Friday, July 12, 2019

She-Wolf of London (1946)

Somewhere, I have this horror thriller from the final days of Universal's B-movie unit on DVD.  With their classic monsters pretty much played out, Universal spent the tail end of its B-movie production turning out cheaply made cod horror pictures which utilised existing sets and the studio's roster of supporting players.  Most ran around the hour mark and quite a few, like She-Wolf of London, were directed by Jean Yarbrough, a journeyman director who never gained the cult status of, say, Roy William Neill, but nonetheless turned out efficiently made programmers on limited budgets.  She-Wolf typically, for these type of films, contantly hints at the supernatural (particularly in the title), but is, in fact, a thriller with some horror overtones, rather than a full blown horror picture.

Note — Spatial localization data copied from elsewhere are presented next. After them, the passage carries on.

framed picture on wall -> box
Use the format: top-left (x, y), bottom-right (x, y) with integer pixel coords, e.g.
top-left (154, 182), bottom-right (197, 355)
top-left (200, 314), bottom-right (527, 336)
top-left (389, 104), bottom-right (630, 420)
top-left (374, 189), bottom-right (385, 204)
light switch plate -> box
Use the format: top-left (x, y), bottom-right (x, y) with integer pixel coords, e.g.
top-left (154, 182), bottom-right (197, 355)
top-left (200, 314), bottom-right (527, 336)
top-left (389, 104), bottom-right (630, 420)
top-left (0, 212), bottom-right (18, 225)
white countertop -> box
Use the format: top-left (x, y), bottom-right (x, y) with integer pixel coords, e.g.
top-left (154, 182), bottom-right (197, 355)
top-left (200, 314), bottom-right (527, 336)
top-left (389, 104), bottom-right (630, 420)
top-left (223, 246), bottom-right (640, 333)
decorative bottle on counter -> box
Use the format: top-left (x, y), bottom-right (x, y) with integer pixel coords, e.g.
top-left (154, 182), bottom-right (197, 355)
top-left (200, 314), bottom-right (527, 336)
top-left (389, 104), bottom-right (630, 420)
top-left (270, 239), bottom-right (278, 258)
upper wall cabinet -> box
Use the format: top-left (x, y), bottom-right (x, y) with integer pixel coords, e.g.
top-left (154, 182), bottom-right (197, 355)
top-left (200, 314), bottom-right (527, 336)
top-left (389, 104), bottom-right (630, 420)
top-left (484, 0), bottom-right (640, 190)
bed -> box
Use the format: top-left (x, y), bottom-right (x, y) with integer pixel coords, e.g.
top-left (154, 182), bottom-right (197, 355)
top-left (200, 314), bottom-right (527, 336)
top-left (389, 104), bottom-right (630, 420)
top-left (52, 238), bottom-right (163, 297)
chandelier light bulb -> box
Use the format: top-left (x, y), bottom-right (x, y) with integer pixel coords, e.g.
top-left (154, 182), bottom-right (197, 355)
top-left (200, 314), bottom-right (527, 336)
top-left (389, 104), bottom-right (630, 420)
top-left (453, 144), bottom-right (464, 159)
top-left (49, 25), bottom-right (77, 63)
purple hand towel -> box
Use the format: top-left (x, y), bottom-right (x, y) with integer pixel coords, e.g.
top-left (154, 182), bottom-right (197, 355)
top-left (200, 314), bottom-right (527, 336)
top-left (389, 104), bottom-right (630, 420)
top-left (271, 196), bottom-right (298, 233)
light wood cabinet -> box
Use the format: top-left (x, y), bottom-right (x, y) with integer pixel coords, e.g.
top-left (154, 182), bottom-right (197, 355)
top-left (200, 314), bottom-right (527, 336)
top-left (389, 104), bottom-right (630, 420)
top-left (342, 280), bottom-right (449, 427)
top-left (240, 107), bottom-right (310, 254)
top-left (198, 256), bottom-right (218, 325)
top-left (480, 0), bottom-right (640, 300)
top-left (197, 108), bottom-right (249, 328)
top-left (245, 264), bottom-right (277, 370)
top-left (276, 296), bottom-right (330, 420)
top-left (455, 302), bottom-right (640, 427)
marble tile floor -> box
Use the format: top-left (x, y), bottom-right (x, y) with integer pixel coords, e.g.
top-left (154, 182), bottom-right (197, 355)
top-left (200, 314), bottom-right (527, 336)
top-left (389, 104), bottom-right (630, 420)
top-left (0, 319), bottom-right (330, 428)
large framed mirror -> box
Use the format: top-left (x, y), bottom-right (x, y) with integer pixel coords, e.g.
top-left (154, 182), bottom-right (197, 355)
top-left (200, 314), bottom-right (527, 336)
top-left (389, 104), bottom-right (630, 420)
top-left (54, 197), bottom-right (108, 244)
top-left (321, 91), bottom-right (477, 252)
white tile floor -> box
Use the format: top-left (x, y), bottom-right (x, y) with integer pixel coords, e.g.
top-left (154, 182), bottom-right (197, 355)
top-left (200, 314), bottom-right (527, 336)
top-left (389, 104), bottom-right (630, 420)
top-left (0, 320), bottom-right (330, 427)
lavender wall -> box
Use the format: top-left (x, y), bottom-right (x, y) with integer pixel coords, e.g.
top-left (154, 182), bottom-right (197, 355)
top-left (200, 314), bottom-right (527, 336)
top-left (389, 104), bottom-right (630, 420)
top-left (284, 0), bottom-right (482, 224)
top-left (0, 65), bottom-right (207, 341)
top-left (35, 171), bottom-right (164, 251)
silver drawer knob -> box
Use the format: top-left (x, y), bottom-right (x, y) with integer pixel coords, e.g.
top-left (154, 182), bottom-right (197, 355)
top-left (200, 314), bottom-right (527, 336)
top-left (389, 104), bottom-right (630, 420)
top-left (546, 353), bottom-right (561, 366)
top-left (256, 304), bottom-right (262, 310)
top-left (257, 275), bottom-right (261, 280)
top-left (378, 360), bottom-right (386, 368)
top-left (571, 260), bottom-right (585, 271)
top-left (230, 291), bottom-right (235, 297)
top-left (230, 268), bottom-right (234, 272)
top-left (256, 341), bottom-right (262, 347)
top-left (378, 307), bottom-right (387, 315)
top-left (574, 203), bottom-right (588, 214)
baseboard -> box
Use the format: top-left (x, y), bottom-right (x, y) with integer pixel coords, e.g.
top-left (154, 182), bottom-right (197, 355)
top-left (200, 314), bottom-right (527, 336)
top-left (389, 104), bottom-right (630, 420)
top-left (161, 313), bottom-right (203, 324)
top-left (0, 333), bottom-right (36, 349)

These late period Universal B pictures frequently borrowed heavily from earlier productions.  Not only does She-Wolf take half of its titke from an earlier, more prestigious, Universal production, Werewolf of London, but its plot is somewhat reminiscent of the Rathbone/Bruce Sherlock Holmes film The Scarlet Claw, (directed, incidentally, by the aforementioned Roy William Neill).  A series of 'werewolf'  murders, in which the victims' throats are torn out, are terrorising late Victorian London.  The killings centre on a park, near which lies the Allenby mansion, where young Phyllis Allenby lives with her aunt and cousin.  Allenby is engaged to solicitor Lansfield, with the spate of killings coinciding with the build up to the wedding.  Allenby fears that she may be culprit, a victim of the 'Allenby Curse' of lycanthropy.  Naturally, the culprit turns out to be the aunt, who is trying to drive Phyllis mad and prevent her marriage in order that she and her daughter would inherit the mansion.  Rather than turn into a 'wolf woman', the aunt uses a gardening implement to murder and mutilate her victims, (as did the killer in the Holmes film).

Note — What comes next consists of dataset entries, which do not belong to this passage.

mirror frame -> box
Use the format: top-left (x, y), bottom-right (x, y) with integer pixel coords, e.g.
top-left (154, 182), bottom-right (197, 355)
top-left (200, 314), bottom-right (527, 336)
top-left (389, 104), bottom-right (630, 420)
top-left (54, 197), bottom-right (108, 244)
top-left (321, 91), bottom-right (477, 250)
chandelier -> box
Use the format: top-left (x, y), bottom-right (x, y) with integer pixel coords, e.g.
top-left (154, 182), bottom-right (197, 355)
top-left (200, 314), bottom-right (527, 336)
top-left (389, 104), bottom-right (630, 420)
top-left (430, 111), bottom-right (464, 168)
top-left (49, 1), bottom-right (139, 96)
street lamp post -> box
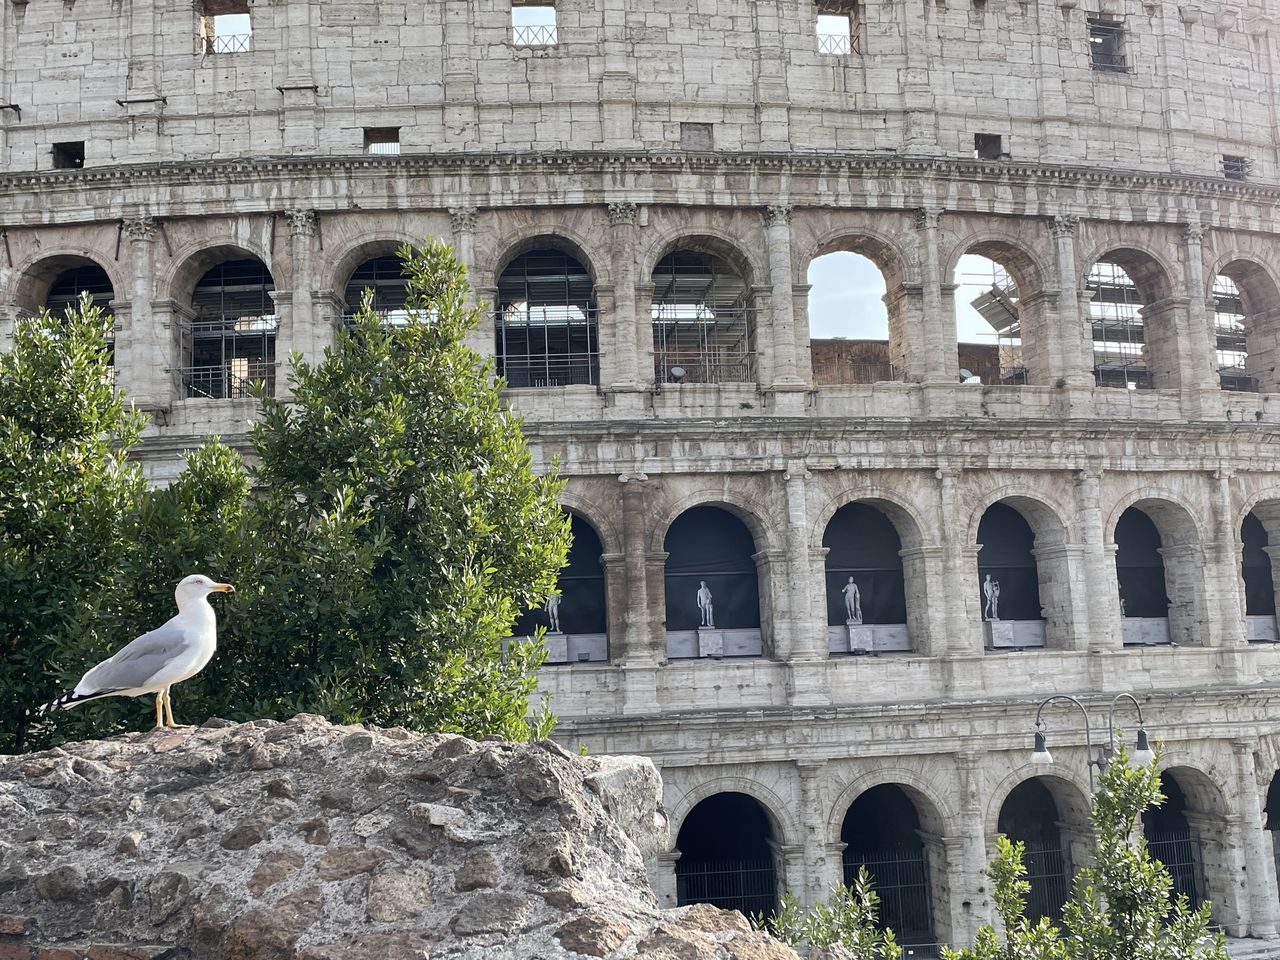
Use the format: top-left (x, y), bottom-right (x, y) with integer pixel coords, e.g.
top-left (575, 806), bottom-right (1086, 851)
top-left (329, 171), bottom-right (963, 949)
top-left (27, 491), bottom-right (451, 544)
top-left (1030, 693), bottom-right (1156, 790)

While featuring a number of atmospheric scenes and considerable suspense, She Wolf of London is ultimately a disappointment, with its non-supernatural denouement leaving the audience feeling cheated after all that build up. Even though the idea of the 'Allenby Curse' seems to borrow from the 1943 Twentieth Century Fox werewolf picture The Undying Monster, unlike that film, She-Wolf doesn't have the decency to provide even a briefly glimpsed werewolf transformation at its climax.  Still, it is a surprisingly handsome looking B-movie, benefiting from the studio production values and standing sets at Universal, (it certainly looks a lot classier than either House of Horrors or The Brute Man, which Yarbrough also directed for Universal around the same time).  It also features several familiar faces: leading lady June Lockhart would go on to be Mrs Robinson in Lost in Space, Dennis Hoey once more gets to play Inspector Lestrade in all but name and amongst the uniformed 'Bobbies' is none other than James Finlayson, one time nemesis of Laurel and Hardy ('Doooh!').  To confuse matters, during the 1990s the title was resurrected for an unconnected HTV and MCA (Universal's then parent company) co-production: the short-lived She-Wolf of London TV series, (which, to confuse matters even further, changed its title to Love and Curses part way through).